Verbraucherzentrale warnt ebenfalls vor Nahrungsergänzungsmitteln
Auch die Verbraucherzentrale weist unermüdlich auf die Gesundheitsgefahren durch Nahrungsergänzungsmittel hin: „Verbraucher und Verbraucherinnen brauchen dringend Informationen zu den teilweise willkürlich zusammengemixten Cocktails aus Pflanzenextrakten, Vitaminen, Mineralstoffen und diversen sonstigen Stoffen“, heißt es auf deren Seiten . Das Tückische: Viele dieser Produkte kommen ganz natürlich daher und täuschen darüber hinweg, dass Pflanzen und zum Teil hochkonzentrierte Pflanzenauszüge durchaus gesundheitsschädlich wirken könnten.
So lägen auch zu vielen exotischen Pflanzen unzureichende Sicherheitsnachweise vor.
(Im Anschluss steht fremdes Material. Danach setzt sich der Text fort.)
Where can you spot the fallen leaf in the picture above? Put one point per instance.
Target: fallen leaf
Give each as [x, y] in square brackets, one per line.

Auch dass die Hinweise auf Leberschäden wie etwa durch Produkte mit Kurkuma, Ashwagandha, Garicina Cambogia und Grüntee-Extrakt sich häufen, sehen die Verbraucherschütze mit Sorge. Deshalb warnt sie auch vor den Gesundheitsgefahren dadurch.
Gesetzliche Regelungen längst überfällig
Das bedeutet aber nicht, dass alle diese Pflanzen in ihrer natürlichen Form gefährlich sind: Kurkuma beispielsweise als Gewürz sei ein sicheres Lebensmittel und in üblichen Dosierungen auch empfehlenswert – es kann Verdauungsbeschwerden vorbeugen oder sie sogar lindern, erläutert die Verbraucherzentrale. Auch Grüntee könne bedenkenlos getrunken werden - es gäbe auch glaubhafte Hinweise auf seine gesundheitsfördernde Wirkung.
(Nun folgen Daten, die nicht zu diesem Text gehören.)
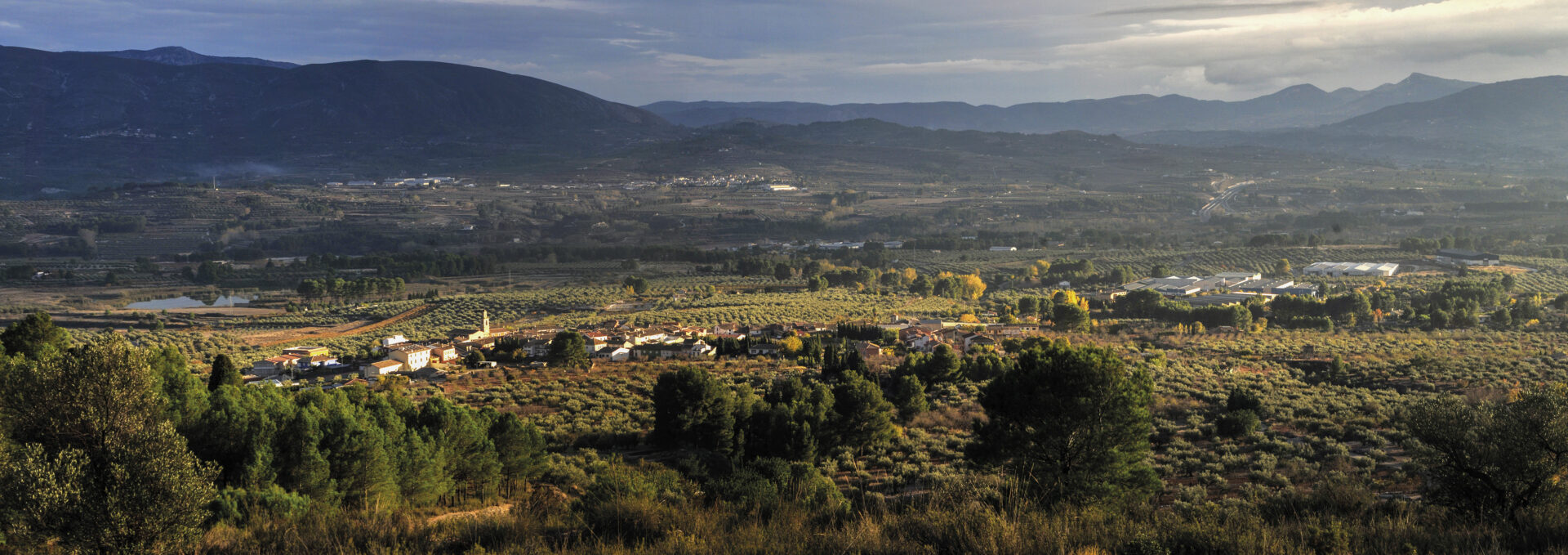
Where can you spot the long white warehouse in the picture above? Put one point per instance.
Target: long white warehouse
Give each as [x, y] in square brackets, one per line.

Für Nahrungsergänzungsmittel fordert die Verbraucherzentrale aber klare gesetzliche Regelungen – diese seien längst überfällig. Denn sie müssen nicht zugelassen werden, bevor sie auf den Markt kommen. Eine gezielte Überwachung dieser Produkte sei aber nötig, mahnen die Verbraucherschützer.